Dicen por ahí que la ignorancia es fuente de felicidad, tal vez sea cierto y no lo dudo. Obnubilarse y nublarse con los sucesos del día a día de la vida propia, alejarse de las pantallas para no contagiarse de odios ajenos, o incluso rememorar a Orwell, estando contentos con las fuentes oficiales que tratan de mantener ese estado de ignorante tranquilidad en las masas. Pero al mismo tiempo, pienso que esa ignorancia nos ha llevado a no darnos cuenta de lo que hacen quienes llevan la vocería jurídica de esa misma masa a la que pertenezco yo y usted.

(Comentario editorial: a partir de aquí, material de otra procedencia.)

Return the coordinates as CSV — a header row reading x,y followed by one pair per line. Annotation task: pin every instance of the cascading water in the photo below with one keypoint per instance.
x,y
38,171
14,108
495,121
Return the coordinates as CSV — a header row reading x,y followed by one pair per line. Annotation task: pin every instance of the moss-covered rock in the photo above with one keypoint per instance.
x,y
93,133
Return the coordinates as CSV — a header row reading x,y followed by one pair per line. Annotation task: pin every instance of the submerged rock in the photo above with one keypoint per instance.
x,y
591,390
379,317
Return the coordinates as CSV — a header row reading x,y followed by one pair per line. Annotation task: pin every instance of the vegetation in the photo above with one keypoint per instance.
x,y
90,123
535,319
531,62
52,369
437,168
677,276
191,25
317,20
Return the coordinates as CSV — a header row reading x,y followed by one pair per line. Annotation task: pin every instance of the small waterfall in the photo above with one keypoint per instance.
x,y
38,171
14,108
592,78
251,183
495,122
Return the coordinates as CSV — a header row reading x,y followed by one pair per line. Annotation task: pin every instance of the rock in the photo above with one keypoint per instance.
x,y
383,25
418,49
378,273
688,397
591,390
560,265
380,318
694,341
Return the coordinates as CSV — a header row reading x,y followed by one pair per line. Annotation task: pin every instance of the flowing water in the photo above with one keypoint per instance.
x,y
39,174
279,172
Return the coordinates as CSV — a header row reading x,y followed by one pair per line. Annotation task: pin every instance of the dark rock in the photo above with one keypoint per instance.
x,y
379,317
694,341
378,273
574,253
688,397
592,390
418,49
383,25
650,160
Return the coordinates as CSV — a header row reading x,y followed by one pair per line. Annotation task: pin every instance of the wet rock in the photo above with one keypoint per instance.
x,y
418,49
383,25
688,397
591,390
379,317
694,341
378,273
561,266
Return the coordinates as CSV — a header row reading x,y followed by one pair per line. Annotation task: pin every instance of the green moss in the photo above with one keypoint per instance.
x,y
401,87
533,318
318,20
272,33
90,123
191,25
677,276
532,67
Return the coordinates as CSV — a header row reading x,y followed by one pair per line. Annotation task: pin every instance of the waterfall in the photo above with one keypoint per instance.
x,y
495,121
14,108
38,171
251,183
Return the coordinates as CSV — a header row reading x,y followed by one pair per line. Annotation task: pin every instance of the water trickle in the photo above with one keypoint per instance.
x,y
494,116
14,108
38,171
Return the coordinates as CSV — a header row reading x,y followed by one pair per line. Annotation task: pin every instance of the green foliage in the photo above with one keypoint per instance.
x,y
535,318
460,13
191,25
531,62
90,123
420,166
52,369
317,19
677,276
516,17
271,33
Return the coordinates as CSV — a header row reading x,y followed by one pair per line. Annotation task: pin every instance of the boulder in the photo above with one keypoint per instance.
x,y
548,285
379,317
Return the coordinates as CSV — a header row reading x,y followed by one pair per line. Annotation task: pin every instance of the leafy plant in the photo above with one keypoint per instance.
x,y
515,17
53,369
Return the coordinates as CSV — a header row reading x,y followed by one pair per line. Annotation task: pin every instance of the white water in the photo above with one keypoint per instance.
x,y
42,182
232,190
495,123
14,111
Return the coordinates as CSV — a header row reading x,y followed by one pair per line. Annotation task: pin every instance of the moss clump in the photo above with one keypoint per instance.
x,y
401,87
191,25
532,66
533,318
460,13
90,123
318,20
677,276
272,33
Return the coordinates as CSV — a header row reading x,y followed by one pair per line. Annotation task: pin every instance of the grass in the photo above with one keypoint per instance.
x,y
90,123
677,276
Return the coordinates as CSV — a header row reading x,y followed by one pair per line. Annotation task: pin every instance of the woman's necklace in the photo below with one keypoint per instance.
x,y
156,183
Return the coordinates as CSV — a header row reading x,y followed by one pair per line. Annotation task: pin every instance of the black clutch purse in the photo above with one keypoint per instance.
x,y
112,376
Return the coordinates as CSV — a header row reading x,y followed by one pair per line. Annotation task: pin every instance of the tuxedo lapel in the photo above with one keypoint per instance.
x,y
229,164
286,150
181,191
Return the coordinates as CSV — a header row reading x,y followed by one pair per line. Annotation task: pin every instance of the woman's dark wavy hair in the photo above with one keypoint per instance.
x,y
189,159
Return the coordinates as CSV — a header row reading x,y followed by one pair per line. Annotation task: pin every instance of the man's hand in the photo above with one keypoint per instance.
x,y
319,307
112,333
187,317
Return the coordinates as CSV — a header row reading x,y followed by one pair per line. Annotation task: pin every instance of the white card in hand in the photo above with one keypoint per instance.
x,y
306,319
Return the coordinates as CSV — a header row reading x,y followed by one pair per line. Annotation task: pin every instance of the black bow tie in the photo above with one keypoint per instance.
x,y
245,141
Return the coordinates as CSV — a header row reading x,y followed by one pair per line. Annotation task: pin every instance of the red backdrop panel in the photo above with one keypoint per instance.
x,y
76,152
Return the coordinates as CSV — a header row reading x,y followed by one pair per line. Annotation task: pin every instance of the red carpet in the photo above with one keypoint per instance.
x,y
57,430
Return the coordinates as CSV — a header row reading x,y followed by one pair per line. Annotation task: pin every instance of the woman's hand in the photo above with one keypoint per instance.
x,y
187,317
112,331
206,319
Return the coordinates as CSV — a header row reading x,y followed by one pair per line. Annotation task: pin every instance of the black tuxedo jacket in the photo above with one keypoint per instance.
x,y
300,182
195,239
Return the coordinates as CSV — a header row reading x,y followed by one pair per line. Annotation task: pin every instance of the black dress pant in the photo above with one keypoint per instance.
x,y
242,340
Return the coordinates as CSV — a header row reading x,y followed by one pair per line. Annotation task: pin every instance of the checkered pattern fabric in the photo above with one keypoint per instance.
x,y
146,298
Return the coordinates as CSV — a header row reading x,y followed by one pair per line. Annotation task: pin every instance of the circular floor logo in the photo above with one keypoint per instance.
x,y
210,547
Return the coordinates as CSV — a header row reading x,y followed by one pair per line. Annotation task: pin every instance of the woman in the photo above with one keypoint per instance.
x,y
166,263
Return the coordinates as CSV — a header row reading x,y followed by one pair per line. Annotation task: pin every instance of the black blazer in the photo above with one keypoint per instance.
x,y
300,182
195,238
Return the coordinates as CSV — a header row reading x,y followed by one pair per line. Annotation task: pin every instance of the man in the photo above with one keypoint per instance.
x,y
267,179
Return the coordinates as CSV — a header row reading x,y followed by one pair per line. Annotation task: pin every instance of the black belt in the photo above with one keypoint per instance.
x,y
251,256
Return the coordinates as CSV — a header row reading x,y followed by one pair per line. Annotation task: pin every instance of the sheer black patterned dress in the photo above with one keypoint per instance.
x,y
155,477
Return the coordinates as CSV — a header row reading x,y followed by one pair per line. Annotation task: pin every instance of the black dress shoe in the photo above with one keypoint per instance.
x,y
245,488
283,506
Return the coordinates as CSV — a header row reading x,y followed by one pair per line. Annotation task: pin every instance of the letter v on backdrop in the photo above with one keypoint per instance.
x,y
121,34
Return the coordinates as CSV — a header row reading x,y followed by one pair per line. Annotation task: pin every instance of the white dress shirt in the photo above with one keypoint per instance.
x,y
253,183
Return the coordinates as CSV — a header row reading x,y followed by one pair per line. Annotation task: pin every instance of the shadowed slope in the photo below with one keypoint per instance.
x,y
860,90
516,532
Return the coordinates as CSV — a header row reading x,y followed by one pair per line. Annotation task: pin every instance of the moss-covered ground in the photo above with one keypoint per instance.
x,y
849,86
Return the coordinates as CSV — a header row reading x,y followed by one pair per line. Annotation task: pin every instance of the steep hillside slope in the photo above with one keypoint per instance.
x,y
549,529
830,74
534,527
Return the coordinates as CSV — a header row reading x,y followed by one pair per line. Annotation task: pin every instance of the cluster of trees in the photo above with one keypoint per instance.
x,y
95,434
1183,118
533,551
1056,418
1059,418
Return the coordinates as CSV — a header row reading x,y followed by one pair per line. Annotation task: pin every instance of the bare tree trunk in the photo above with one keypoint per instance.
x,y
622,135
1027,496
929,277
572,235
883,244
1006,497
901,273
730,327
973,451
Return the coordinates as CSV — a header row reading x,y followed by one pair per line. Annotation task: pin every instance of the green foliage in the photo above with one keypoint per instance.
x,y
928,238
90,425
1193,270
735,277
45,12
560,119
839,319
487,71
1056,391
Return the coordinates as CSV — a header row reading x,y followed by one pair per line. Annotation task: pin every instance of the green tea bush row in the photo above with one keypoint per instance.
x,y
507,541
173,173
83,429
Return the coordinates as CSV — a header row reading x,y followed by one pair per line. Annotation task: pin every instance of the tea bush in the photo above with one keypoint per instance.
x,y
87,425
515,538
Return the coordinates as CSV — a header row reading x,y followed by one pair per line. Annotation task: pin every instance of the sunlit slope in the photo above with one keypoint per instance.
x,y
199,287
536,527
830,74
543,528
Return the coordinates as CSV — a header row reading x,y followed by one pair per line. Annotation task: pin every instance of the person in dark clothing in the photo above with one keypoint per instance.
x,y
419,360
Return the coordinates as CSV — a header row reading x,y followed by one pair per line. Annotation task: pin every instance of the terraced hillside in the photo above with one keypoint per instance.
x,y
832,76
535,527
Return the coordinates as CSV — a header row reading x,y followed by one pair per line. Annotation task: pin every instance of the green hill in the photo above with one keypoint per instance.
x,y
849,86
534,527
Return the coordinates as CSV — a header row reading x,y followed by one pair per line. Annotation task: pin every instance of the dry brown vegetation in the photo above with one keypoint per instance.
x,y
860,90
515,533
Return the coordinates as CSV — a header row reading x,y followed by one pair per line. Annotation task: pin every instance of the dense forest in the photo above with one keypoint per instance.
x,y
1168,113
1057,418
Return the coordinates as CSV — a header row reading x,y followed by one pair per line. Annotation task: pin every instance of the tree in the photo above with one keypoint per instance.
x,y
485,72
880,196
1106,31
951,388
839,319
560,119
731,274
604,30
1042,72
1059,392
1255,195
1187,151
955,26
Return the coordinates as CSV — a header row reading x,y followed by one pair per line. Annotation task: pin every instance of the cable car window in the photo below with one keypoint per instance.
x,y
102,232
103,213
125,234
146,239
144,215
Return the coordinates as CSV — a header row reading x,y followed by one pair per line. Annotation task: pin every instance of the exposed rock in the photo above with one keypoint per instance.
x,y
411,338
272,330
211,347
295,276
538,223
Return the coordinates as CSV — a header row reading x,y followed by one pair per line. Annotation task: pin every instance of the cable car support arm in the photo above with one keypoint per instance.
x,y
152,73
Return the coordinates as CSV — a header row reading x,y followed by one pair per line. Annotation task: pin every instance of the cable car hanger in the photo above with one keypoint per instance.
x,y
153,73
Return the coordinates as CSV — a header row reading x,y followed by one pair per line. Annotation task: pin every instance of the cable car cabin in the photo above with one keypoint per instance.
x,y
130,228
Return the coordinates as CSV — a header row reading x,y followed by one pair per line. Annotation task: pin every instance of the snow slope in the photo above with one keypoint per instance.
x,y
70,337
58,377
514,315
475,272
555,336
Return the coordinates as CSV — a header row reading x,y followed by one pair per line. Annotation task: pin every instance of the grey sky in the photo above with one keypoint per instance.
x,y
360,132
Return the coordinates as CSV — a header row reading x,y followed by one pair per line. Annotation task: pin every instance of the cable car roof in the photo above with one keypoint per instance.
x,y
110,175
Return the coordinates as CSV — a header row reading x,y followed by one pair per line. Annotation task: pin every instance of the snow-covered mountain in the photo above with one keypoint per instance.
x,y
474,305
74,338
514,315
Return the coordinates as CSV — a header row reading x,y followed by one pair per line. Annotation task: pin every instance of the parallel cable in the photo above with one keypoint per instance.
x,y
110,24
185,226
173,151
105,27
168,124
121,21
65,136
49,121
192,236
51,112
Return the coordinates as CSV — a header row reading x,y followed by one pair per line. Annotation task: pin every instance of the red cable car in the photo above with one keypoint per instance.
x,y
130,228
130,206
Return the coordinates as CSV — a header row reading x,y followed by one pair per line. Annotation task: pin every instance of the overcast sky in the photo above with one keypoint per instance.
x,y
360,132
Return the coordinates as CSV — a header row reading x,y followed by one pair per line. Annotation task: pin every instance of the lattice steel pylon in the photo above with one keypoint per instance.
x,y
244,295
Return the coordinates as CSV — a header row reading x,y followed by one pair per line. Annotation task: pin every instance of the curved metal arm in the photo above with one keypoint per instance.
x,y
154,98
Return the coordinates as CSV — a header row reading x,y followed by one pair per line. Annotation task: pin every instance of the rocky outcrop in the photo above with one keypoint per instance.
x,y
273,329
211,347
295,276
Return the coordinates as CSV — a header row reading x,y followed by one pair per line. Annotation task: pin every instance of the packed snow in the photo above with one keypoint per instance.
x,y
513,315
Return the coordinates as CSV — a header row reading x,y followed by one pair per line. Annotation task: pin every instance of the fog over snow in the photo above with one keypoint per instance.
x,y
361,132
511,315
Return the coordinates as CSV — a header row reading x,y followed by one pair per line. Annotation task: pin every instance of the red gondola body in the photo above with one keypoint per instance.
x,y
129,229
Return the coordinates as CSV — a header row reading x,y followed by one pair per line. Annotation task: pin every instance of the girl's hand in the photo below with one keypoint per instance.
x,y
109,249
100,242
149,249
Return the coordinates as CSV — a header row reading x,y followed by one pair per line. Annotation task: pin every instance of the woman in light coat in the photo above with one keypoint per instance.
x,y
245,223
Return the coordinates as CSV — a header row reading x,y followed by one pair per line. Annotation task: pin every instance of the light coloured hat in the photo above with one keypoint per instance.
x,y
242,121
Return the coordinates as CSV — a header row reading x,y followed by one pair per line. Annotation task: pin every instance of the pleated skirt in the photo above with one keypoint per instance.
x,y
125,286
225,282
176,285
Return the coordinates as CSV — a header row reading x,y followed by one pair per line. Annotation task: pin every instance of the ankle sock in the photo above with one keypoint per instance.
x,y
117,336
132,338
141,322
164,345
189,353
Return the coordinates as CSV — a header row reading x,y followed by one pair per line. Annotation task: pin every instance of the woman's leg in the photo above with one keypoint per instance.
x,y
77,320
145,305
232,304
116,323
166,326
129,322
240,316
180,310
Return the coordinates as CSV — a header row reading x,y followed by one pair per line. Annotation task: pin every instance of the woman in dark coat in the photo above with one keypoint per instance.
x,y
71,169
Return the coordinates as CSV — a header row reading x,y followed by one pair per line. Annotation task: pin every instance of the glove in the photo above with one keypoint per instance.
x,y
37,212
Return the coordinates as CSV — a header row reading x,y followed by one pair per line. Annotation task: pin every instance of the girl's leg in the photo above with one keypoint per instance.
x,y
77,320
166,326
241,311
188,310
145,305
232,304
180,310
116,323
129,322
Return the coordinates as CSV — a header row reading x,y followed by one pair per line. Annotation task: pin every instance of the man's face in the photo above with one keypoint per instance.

Lo sé, dirían los correctos del lenguaje, el burro por delante.

Y es que hace unos años vi, después de unas elecciones que pretendían legitimar al descendiente político del vecino, tantos vicios que me llevaron a pensar que ese régimen venezolano, tal vez originalmente bien intencionado en su discurso social, después de muerto su líder inicial solo podía llevar a un autocanibalismo con sus descendientes. Pensé luego de ver demoras interminables en la transmisión de los medios oficiales que el resultado no podía ser otro que una voluntad ostensiblemente contraria del pueblo hermano venezolano, que decidía ese fatídico día no comulgar con la promesa de una persona poco apta para gobernar pero sí mucho  para acolitar vergüenzas ajenas. No obstante, vi como ese personaje con corte y bigote estalinesco se subía al poder manipulando medios al igual que el, hasta ese entonces considerado, mejor sistema electoral de América del Sur.

Y quise pensar que me estaba equivocando, que tal vez la gente iba a poder más que el régimen. Pero en efecto, no fue así. Fui viendo como llegaban personas a Colombia, personas que otrora habrían podido brindar lo mejor a su tierra en desarrollo y progreso con esa monstruosidad de infraestructura y poder económico que tenían. Personas que en un tiempo no muy lejano estuvieron orgullosas de su país, de su economía, de sus logros democráticos y de lo bien que se podían retribuir sus oportunidades. Y si no lo estaban, personas que se contentaba con tener el pan sobre la mesa con su familia reunida alrededor, compartiendo la bendición que eso significa.

Ahora veo con un cierto halo de esperanza que el régimen da patadas para sostenerse, patadas de ahogado. Que el karma existe y que el hambre y la desolación a la que sometió aquel bobalicón y bravucón a su pueblo, por fin tiene un tinte serio de finalizar. Pero nuevamente me asalta el temor que me arrinconó en aquel momento viendo la transmisión de esas elecciones fatídicas: que esa transición no iba a ser fácil y que —palabras ociosas nuevamente pensé— para erradicar esa enfermedad mortal del totalitarismo no bastaba solo con el descontento y la marcha, sino que iba a tomar mucho más para superarlo y progresar a la democracia nuevamente, algo así como una guerra civil.

Y rogué en ese momento por que esa consecuencia no se materializara, no solo por el costo de vidas inocentes y las atrocidades propias de cualquier guerra, sino porque por ahí mismito nos iba a llevar a todos los vecinos por los cuernos, en nuestra economía, en nuestros intentos de paz, en nuestras democracias y en nuestros pueblos soberanos.

Ahora cuando veo y leo noticias, me asalta la duda de si nuestras consignas políticas no debieron ser “no queremos ser como Venezuela”, sino que más bien debieron ser algo así como “no queremos terminar como Siria” y, en esos momentos electorales en esta esquina del mundo, debiéramos haber elegido a alguien dispuesto a dialogar, con un talante o influencia no totalitaria; pero los candidatos que se acercaban a ese requerimiento geopolítico y económico estuvieron lejos de convencer a la masa que, desafortunadamente, como buen vicio por siempre sabido de la democracia, no siempre es sabia sino que suele pecar de feliz ignorancia.